O que descrevi não é opinião. São fatos que podem ser encontrados nos noticiários diários, livros, documentários e nos currículos escolares ao redor do mundo. Antes de seguir, vou falar um assunto que julgo importante para a nossa conversa. Tenho escrito e vou continuar a escrever que a idade e o tempo de carreira não tornam um velho repórter um sábio. Muitos menos a juventude e inexperiência de um repórter o tornam um inovador na profissão. O que nos molda como profissionais relevantes aos nossos leitores é o trabalho diário na busca para publicar a matéria mais completa possível. Agora voltando a nossa conversa. A matéria mais completa possível é aquela em que se busca novidades no cruzamento das informações. Não é fácil, ainda mais nos tempos atuais, em que o jornalista é submetido a uma carga de trabalho imensa na feitura de textos e imagens a serem publicados em várias plataformas. Mais é possível fazer. Vamos pegar a choradeira para os senadores do governador Denarium. As reservas indígenas em Roraima não são um problema para a economia local. São uma solução. Há dinheiro no mundo para ser investido na preservação da Floresta Amazônica e dos seus povos. Conheço e fiz matéria nas duas maiores reservas indígenas de Roraima: yanomami e Raposa do Sol, uma área de 1,7 milhão de hectares onde vivem os macuxis e outras etnias. Qualquer repórter ao redor do mundo sabe a história dessas duas reservas e a importância da sua preservação para a humanidade. Não por outro motivo que tudo que acontece lá vira notícia ao redor do mundo.

O governador defende que as reservas indígenas precisam ser abertas ao garimpo. O que a história nos conta sobre o assunto. O garimpo que é feito nas terras indígenas é sinônimo de destruição. Basta olhar as imagens dos yanomami. Qual a diferença entre o rastro de destruição deixado pelos garimpeiros no território yanomami e a destruição de 8 de janeiro pelos bolsonaristas radicalizados do Congresso, no Palácio do Planalto e no STF, em Brasília?
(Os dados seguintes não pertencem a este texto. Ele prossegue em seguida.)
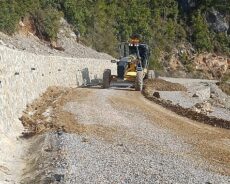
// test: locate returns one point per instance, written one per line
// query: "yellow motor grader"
(132, 67)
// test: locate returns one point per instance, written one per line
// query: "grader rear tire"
(151, 74)
(106, 78)
(139, 81)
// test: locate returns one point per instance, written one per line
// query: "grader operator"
(132, 67)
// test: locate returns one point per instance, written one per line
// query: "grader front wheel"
(106, 78)
(139, 81)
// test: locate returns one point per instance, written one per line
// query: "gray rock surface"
(139, 151)
(199, 91)
(216, 21)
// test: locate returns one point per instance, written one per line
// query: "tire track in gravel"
(124, 138)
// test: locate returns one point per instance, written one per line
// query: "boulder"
(187, 4)
(204, 108)
(203, 93)
(156, 94)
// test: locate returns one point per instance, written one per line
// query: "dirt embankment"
(46, 114)
(161, 85)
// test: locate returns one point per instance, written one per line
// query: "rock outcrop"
(216, 21)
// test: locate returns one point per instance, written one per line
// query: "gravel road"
(128, 139)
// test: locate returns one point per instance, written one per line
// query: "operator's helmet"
(135, 38)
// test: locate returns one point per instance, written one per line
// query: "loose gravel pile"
(126, 143)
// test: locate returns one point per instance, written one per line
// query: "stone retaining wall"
(24, 76)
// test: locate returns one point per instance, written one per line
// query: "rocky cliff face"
(217, 21)
(187, 5)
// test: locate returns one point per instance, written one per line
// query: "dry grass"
(55, 98)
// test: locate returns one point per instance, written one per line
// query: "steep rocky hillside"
(185, 32)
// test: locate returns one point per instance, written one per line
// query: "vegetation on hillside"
(102, 24)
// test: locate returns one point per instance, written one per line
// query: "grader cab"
(132, 66)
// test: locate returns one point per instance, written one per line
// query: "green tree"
(201, 34)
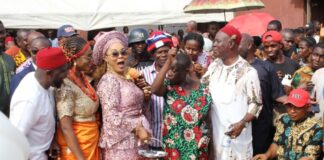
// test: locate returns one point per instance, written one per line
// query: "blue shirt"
(156, 105)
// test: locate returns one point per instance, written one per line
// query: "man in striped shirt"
(159, 44)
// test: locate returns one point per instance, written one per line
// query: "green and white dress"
(185, 132)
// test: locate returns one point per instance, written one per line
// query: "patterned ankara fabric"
(185, 132)
(296, 140)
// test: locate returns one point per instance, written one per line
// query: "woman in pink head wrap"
(122, 101)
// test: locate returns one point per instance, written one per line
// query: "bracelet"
(245, 122)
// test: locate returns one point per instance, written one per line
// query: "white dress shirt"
(32, 112)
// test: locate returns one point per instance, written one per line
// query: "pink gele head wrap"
(104, 40)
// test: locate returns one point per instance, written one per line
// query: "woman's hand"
(140, 82)
(200, 71)
(147, 92)
(142, 134)
(172, 53)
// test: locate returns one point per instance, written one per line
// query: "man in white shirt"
(318, 78)
(32, 104)
(235, 89)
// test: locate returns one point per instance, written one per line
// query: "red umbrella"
(254, 24)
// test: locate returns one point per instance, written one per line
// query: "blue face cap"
(66, 31)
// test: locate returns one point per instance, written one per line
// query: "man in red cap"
(235, 89)
(32, 104)
(283, 65)
(299, 135)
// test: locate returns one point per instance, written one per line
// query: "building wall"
(291, 13)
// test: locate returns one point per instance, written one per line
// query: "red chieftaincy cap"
(298, 97)
(276, 36)
(50, 58)
(231, 31)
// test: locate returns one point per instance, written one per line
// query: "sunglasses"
(116, 54)
(34, 51)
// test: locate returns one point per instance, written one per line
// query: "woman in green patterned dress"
(185, 131)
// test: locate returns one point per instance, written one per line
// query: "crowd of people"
(222, 94)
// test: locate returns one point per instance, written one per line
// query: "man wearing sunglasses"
(30, 37)
(288, 41)
(36, 45)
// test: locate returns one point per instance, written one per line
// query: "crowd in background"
(219, 95)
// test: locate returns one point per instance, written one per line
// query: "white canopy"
(97, 14)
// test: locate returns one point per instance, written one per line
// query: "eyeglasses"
(34, 51)
(116, 54)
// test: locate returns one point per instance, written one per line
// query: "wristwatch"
(246, 123)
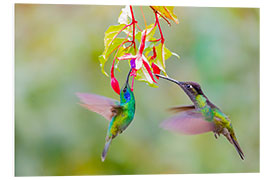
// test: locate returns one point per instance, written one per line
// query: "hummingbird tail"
(237, 146)
(105, 150)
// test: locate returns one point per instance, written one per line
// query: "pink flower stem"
(133, 22)
(160, 31)
(156, 12)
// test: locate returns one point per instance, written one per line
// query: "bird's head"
(126, 94)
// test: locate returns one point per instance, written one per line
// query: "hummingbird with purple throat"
(120, 114)
(203, 116)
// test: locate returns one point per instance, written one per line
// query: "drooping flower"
(139, 60)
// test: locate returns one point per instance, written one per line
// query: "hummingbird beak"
(128, 77)
(181, 84)
(169, 79)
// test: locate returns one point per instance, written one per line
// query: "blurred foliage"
(56, 55)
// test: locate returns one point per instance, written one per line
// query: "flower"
(139, 60)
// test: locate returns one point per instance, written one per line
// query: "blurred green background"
(56, 55)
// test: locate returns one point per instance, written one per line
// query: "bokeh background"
(56, 55)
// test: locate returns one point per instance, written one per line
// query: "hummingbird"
(120, 114)
(203, 116)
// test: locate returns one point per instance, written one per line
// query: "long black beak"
(170, 79)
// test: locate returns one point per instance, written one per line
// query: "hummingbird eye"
(188, 86)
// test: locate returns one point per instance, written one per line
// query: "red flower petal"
(142, 45)
(115, 85)
(154, 53)
(148, 70)
(155, 69)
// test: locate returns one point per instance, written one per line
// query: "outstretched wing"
(188, 122)
(102, 105)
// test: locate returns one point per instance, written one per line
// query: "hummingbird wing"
(104, 106)
(188, 122)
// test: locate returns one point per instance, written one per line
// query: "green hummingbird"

Rende uma boa matéria essa comparação. Ela interessa à opinião pública. Algumas coincidências entre os dois fatos: foram organizados, financiados por empresários e facções criminosas e estão sendo investigados pela PF. No caso dos yanomami, além da destruição da natureza existem as mortes de homens, mulheres e crianças pela fome e doenças. Quem são os mentores desses dois fatos e mais os horrores causados pela política negacionista do governo sobre o poder de contaminação e a letalidade da Covid-19, que matou mais de 700 mil brasileiros? Todos sabem, basta ler os jornais. Precisamos ser mais precisos nas nossas matérias sobre o fio que liga esses três fatos. Há muitos nomes importantes nessa história que precisam ser puxados para a bronca, como falam os repórteres que trabalham na cobertura de assuntos policiais. Que se diga de passagem, a maioria desses jornalistas são profissionais altamente qualificados na investigação jornalística. Pena que estão desaparecendo das redações.